With whom am I really close and connected? What actions, what accomplishments will give my life meaning, in my own view, as I look back?
Of course, plenty of people don't grapple with such questions. They do a job because it fell in their lap or it's a career they chose decades ago and now they know it well, so why bother to ask one's self if the fit is still right. They stay in a situation because it's familiar, or they leave someone on a whim. There are times and ways in which I even envy those people. How freeing it must be not to assess and reassess, to dig deep and soul search as an extension of being who you are.

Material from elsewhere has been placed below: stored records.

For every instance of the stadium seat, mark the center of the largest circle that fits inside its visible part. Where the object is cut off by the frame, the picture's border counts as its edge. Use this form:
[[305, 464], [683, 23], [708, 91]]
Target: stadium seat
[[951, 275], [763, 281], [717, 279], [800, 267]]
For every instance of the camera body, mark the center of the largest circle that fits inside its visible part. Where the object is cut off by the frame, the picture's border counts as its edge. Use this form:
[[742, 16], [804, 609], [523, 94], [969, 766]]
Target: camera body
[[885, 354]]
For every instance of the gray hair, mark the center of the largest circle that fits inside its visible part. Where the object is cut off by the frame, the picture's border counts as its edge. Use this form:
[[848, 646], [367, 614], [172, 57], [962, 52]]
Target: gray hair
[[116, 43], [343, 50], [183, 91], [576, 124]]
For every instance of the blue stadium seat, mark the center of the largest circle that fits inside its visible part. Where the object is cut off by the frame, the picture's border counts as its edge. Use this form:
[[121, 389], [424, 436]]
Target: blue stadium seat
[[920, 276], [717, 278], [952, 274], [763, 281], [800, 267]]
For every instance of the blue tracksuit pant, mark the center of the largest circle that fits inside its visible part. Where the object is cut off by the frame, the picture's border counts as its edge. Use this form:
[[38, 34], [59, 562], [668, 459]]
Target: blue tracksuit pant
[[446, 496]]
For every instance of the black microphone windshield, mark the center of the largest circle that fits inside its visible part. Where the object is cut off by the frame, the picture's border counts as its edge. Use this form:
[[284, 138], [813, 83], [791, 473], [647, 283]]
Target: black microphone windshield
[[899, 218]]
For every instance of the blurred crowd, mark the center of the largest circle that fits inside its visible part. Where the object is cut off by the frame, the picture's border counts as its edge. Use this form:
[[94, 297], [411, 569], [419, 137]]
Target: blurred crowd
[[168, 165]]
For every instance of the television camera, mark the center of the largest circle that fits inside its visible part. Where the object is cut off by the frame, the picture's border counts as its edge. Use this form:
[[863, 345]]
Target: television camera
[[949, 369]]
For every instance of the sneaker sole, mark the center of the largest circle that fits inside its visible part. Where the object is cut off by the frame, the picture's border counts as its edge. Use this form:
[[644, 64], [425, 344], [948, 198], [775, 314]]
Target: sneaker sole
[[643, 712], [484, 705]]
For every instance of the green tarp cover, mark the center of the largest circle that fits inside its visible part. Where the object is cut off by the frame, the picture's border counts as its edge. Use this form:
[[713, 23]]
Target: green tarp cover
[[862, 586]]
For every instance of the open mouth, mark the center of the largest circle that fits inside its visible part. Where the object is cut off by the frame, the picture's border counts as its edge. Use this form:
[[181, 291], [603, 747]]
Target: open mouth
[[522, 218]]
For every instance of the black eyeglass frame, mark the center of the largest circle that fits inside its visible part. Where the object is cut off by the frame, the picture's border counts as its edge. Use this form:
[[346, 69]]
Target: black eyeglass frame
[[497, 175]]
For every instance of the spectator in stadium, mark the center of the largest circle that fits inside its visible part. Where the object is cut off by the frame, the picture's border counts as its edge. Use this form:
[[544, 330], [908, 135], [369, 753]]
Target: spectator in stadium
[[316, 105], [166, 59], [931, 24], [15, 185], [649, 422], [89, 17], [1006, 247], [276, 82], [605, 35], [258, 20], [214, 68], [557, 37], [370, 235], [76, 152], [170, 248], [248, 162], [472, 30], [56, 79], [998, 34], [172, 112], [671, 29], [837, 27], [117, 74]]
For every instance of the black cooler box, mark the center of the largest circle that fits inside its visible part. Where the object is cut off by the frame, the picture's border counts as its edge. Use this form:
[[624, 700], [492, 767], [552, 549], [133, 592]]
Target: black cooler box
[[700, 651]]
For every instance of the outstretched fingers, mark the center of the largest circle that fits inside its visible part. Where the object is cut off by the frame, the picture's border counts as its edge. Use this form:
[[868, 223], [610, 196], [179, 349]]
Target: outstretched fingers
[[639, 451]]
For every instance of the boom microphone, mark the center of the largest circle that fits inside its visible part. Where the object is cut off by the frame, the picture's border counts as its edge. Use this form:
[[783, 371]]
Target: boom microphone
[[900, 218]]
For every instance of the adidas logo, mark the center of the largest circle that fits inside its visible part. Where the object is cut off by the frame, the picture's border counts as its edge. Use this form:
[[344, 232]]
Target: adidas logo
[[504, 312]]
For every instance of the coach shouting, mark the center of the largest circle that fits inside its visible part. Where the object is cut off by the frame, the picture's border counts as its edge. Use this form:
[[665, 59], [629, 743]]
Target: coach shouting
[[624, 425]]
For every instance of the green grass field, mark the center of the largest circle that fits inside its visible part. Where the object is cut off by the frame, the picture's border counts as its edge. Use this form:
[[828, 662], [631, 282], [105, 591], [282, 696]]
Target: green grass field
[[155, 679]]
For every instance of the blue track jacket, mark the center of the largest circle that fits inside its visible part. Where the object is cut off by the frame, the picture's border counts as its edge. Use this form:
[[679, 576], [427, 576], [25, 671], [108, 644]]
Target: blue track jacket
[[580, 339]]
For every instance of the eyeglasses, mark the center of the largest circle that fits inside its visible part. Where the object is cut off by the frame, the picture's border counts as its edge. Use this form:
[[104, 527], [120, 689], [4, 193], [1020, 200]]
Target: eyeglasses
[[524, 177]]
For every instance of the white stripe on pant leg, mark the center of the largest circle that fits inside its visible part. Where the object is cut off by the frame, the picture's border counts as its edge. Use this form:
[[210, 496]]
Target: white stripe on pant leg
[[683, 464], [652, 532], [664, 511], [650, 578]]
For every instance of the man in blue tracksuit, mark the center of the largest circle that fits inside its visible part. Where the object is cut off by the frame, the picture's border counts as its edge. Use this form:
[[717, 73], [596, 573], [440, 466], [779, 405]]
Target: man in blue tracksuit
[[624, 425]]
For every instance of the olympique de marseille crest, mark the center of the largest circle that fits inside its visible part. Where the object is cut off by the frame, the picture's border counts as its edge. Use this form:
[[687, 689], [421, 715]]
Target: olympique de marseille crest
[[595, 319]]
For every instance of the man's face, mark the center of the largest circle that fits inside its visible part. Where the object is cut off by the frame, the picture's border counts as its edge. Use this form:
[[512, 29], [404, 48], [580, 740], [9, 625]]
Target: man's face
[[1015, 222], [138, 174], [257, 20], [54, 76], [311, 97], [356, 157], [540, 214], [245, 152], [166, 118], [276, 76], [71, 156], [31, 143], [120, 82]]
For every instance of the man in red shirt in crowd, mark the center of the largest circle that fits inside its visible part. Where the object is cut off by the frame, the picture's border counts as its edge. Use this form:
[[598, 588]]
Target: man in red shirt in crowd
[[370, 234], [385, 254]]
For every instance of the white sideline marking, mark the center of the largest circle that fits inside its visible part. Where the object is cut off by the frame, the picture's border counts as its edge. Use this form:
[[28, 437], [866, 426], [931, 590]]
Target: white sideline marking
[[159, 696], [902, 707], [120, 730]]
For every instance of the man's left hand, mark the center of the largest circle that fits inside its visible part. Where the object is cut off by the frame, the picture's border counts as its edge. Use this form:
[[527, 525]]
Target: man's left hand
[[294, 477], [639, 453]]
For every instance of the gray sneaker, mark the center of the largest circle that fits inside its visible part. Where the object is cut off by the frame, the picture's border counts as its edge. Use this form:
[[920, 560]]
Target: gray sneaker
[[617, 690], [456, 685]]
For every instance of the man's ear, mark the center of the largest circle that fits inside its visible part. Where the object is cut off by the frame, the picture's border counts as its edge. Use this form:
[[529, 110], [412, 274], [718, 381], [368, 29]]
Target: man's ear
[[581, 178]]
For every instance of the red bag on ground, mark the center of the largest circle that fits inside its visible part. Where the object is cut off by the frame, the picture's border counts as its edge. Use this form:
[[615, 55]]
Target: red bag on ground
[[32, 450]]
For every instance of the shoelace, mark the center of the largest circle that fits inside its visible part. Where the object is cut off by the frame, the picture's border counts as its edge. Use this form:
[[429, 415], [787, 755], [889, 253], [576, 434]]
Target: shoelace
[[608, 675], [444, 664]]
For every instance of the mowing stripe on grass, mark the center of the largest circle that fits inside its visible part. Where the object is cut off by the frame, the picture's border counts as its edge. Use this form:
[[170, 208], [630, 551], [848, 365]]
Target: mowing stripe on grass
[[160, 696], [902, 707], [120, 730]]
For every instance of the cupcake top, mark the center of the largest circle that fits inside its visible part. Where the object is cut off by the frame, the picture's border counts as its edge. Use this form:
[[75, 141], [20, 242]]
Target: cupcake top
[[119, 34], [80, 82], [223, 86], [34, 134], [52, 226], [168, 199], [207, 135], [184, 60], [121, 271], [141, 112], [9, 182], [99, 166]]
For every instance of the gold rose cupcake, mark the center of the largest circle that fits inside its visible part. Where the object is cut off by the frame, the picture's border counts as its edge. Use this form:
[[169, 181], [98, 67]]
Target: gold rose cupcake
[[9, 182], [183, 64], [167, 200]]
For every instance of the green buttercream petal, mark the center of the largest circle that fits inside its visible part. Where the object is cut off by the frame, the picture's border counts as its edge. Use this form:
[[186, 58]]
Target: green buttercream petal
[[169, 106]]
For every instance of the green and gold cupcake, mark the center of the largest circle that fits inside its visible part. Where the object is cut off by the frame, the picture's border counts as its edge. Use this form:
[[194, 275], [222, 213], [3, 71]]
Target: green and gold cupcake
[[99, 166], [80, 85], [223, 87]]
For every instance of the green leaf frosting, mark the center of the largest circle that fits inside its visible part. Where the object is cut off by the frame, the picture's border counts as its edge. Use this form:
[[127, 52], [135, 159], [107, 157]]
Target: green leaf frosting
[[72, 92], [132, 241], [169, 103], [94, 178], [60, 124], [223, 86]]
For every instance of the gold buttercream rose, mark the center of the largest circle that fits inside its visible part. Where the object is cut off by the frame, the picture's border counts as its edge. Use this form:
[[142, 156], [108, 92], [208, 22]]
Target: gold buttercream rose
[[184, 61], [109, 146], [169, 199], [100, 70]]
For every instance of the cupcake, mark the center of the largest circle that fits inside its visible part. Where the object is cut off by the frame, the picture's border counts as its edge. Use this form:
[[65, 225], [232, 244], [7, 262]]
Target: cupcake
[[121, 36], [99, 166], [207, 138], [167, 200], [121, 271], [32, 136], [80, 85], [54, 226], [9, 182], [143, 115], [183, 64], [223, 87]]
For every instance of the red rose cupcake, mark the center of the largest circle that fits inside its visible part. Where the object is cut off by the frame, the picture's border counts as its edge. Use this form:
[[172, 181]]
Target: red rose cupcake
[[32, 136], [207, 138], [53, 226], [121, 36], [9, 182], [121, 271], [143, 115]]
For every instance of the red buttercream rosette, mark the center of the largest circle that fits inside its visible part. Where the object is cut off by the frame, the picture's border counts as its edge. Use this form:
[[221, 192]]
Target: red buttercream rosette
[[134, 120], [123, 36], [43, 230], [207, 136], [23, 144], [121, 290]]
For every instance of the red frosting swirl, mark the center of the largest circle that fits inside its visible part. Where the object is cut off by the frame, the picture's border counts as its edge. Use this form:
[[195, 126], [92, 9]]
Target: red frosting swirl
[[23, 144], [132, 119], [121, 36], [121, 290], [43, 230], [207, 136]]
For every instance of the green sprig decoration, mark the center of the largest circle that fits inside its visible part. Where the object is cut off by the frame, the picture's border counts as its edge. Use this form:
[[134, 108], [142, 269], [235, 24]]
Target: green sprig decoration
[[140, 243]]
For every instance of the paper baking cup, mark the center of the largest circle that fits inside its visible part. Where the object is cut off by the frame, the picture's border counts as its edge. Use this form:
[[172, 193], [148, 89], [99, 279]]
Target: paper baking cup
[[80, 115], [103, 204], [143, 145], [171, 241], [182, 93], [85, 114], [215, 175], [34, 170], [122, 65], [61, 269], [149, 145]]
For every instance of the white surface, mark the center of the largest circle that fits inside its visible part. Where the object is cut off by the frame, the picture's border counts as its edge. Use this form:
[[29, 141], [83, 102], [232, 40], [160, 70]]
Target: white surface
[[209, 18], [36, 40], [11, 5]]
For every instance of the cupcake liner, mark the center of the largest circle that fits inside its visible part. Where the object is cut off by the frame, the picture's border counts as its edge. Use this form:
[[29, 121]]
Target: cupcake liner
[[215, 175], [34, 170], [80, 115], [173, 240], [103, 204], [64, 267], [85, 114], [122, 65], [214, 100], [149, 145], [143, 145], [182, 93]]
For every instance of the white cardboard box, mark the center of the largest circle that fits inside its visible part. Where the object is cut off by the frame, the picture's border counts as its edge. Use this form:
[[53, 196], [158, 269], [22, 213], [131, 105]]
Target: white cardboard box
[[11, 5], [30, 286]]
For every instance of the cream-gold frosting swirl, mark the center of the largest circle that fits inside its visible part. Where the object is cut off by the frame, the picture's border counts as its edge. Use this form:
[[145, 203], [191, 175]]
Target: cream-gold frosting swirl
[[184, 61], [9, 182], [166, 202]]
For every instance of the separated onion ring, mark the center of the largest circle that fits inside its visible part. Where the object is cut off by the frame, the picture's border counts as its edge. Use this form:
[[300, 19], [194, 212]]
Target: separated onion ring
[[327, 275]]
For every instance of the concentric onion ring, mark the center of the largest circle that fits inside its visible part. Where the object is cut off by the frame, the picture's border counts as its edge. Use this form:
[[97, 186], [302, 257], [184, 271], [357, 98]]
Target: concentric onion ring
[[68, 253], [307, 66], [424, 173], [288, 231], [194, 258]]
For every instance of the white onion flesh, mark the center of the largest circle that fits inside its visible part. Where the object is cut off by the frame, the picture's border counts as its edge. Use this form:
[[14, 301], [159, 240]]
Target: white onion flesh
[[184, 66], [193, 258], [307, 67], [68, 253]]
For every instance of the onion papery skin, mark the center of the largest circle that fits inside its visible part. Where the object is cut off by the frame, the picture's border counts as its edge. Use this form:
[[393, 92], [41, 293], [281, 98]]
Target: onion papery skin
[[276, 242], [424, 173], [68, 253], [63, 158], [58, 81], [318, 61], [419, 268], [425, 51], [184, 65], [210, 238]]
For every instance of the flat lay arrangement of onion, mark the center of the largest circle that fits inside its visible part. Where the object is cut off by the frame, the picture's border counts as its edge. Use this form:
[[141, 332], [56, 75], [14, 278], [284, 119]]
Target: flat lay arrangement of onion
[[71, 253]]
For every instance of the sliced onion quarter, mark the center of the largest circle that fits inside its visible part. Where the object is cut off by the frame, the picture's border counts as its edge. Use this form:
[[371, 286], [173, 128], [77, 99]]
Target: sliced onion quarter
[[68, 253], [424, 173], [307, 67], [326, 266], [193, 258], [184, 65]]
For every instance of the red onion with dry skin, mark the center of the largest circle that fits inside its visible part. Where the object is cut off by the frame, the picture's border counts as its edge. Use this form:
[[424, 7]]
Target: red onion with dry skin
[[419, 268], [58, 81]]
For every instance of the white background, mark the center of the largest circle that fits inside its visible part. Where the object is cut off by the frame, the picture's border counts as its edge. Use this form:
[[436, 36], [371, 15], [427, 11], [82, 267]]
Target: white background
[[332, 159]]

As for me, I will continue, I'm sure, to grapple with questions of meaning and mattering. But I will also try to see examples of them in the things I am already doing, the cast of characters I am currently sharing the stage with. Surely even as I try to figure out, say, my work life or the creative writing project I'm working on, there is meaning in the way my daughter squeezes my hand as I walk her upstairs to put her to bed. Surely I am helpful to some clients some of the time, which matters hugely to me. And maybe even this blog post matters somehow, the writing of it and perhaps even to somebody reading it.
Sometimes I think we are all fireflies, scattered apart and only blinking faintly, intermittently. Nevertheless, our paths do cross, and our light does shine. We might not always know for sure that our faded blinking matters for anything. But we don't know for sure that it doesn't matter, either.